Geldiğimiz noktada komünizm çöktü, SSCB dağıldı. Ama kapitalizm bütün gücüyle dünyayı ateşe vermeye devam ediyor. Bunu serbest piyasa ekonomisi, liberal değerler adına yapıyor. Peki insanlar bugün, geçmişte komünizmle mücadele ettikleri kadar neden kapitalizmle de mücadele etmiyorlar? Kapitalizmin hangi yüzü insanlara sevimli geliyor da en az komünizm kadar tehlikeli olan kapitalizm insanlığın adeta içine işlemiş vaziyette? Dünyadaki savaşlar, işgaller, soykırımlar, eşitsiz güç kullanımı, sömürü ve çatışmalar kimin eseri? Bütün bu olup bitenlerde kapitalizmin hiç mi sorumluluğu yok? Mesela İslami gelenekten yetişen insanlar geçmişte komünizmle mücadele derneklerine üye olmuşlardı, neden bugün Türkiye’de kapitalizmle mücadele dernekleri kurulmuyor? İlginç değil mi?
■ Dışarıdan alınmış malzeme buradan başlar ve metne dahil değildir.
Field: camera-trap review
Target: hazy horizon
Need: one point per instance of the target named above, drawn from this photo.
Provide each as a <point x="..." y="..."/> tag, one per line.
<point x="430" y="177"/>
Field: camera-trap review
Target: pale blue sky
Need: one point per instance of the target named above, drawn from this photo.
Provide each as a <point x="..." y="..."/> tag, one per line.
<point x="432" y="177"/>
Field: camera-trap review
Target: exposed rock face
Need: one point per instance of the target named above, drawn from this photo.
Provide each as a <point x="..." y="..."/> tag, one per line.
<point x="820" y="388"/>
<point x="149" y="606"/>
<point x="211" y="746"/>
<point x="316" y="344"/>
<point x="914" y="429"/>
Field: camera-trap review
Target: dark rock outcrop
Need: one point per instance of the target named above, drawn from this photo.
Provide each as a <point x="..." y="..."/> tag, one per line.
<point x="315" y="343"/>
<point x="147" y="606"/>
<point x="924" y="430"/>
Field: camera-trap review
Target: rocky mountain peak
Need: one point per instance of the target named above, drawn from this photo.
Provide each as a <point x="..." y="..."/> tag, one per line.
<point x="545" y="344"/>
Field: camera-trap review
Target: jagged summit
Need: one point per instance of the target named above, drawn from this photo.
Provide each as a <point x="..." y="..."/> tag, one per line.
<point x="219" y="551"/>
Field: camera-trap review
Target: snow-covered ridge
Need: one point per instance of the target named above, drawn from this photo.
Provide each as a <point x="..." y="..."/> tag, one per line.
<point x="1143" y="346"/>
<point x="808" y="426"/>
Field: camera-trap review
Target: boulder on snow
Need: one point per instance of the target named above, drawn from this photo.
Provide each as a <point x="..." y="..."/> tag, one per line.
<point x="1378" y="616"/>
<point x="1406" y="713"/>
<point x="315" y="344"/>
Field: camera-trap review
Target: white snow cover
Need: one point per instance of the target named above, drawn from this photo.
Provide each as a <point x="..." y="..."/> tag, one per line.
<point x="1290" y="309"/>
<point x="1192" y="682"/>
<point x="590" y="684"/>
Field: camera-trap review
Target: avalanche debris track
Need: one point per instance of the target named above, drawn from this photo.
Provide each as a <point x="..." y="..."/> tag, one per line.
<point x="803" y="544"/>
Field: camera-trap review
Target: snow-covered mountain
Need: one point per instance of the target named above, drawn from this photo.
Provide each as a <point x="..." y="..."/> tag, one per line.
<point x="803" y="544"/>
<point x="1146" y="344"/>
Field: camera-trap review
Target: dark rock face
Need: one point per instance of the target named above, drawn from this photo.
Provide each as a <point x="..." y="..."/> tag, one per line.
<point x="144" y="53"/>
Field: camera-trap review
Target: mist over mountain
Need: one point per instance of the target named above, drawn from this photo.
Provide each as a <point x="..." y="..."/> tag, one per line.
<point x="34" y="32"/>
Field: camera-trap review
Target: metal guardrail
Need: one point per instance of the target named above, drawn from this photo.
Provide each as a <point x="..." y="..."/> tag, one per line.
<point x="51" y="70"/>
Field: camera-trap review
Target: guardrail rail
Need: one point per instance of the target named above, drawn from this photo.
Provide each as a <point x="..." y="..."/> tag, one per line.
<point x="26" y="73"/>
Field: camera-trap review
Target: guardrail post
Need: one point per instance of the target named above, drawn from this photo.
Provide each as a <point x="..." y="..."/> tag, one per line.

Peki kapitalizmle kim mücadele edecek, nasıl mücadele edecek? Dünyanın pek çok yerinde milli devletler milliliklerini kaybederek kapitalizme teslim olduklarına ve kapitalist sistemin taşıyıcı unsurları haline geldiklerine göre bu mücadele kime düşüyor? Fikren, düşünce insanlarına, alimlere yazarlara, cemiyet önderlerine, edebiyatçılara ve eğitimcilere düşüyor. Siyaset kurumunun kapitalizmle mücadele başlığı altında söyleyecek pek fazla sözü olmadığına göre burada mücadelenin büyüğü bireyin ve ailenin omuzlarına biniyor. Bireyler ve aileler sisteme teslim olmadan ayakta kalmaya çalışacaklar. Mesela aileler ve bireyler ihtiyaçları dışında gereksiz tüketimde bulunmayacaklar. Asgari ücretle geçinen bir adam 5 bin liralık cep telefonu taşımayacak. Yılda 700 milyar dolar para kazanan küresel sigara şirketlerini zengin etmemek için aile reisi ve üyeleri sigara içmeyecekler. Bankacılık sisteminden mümkün mertebe uzak duracaklar. Kredi kartları varsa bunları imkan ölçüsünde kapatmanın yolunu arayacaklar. Kredi kartları olmadan da yaşanabildiğini öğrenmemiz gerekiyor. Mesela haftasonları AVM’lere gitmeyeceğiz. Doğaya çıkacağız. Küresel fast food şirketlerinin merkez üssü AVM’lerden uzak duracağız. Kozmetik tüketimini sıfırlayacağız ya da asgariye indireceğiz. Kısacası cebimize gözünü dikmiş küresel baronların tuzak alanlarından uzak duracağız. Bu alanların en önemlilerinin bankalar ve AVM’ler olduğunu unutmayalım. Devlet suskunsa, aydınlar suskunsa, alimler suskunsa bireyler ve aileler olarak bizlerin yapacağı çok şey var. Eğer uyanmazsak yarınlarımızın hiç de aydınlık olmayacağı ortada. Kalın sağlıcakla.